Use weights when exercising. Load-bearing training three times a week will significantly boost bone density.
Express your anger. Bottling up irritation can increase the risk of heart disease by as much as 75 per cent. Research has found that those who dwell on negative events have lower immunity to illness.
78 Make sure your breakfast contains complex carbohydrates such as brown bread or porridge as these foods release energy slowly, helping your system to work more efficiently.
People who are at the ideal weight for their height by the age of 21 are more likely to live a longer life according to research in California.
Eat dairy foods in moderation because they are difficult to digest and contain saturated fat, which can contribute to heart problems.
Get your oats ! Oat-based foods can help reduce blood cholesterol levels and so reduce the risk of heart disease.
Eat less. In the West we eat on average 40 per cent more than we need to, clogging our systems and putting them under unnecessary strain.
Have a mammogram. Women aged 50 to 64 are invited as part of the Government's breast cancer screening programme to help detect early signs of the disease.
Draw a family tree based on the health of family members. Certain conditions such as breast cancer and diabetes have strong hereditary patterns.
Never ignore persistent symptoms. Anything which lasts longer than a week should always be checked by your GP.
Start the day with a glass of hot water and lemon to stimulate the digestive system and eliminate toxins.
Include onions in your diet. Researchers in Switzerland, think they could help battle brittle bones by stopping calcium leaching from them.
Move to Okinawa in the East China sea, home to the world's longest-living people. Heart disease, stroke and cancer are rare, aided by a healthy diet of fresh fish, lean meat and vegetables, plus an active lifestyle.
Flavour food with ginger. The spice contains a compound which has been found to slow the advance of bowel cancer.
Avoid food which is charred as the burnt parts may contain cancer-causing compounds.
Enjoy berries such as raspberries. These raise the intake of vitamin E which can improve lung function and cut the risk of some cancers.
Enjoy spicy Indian food. Found in turmeric and regarded as the hot new supplement, curcumin is a potent anti-inflammatory and antioxidant compound.
Take glucosamine, an enzyme which helps bones and tissues to stay healthy.
Ensure a good night's sleep by eliminating all light from the bedroom, as this will maximise production of the hormone melatonin which has some anticancer properties.
Avoid faddy diets which cut out essential food groups and can affect brain function, energy levels and mood.
Be a woman.

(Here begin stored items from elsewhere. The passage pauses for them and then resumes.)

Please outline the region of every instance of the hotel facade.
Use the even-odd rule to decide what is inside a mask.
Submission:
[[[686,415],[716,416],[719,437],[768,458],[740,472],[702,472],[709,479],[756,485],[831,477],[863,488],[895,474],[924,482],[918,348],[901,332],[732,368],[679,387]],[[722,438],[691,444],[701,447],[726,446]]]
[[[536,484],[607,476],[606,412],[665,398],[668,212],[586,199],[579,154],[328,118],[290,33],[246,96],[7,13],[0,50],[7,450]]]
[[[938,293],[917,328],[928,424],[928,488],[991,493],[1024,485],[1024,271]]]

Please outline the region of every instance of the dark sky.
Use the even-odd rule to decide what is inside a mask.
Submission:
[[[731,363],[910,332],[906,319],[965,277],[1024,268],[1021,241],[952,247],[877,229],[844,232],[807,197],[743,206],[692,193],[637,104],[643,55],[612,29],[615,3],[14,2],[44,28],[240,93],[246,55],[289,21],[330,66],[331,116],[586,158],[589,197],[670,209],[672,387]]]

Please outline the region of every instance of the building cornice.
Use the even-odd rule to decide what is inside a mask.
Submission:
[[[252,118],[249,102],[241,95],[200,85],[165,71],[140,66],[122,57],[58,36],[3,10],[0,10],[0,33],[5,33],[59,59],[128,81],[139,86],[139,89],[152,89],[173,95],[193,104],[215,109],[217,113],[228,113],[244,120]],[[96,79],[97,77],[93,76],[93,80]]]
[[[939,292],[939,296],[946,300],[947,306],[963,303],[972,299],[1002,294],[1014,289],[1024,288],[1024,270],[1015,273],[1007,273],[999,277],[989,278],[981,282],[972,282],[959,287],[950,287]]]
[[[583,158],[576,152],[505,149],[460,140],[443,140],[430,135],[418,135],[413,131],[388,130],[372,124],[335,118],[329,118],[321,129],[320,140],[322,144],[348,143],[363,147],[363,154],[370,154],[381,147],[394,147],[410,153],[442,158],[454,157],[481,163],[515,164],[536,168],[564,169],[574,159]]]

Women are thought to live longer than men as their thymus gland produces a larger amount of immune cells, protecting the body from infection.
Changes in urinary habits could be a sign of prostate cancer, so catch problems early.
Brainy people live longer, according to researchers in Edinburgh. They are not sure why intelligence is linked to longevity but think it could be to do with genetic and economic factors.
Don't forget to check what jabs and tablets you need when going abroad.Diseases such as malaria can be killers.
Fall in love. A Yale University study discovered that those who felt most loved had less blockages in the arteries of the heart. Meanwhile, a study of 10,000 married men revealed that those who felt their wives did not show them love experienced almost twice as much angina as those who did feel loved.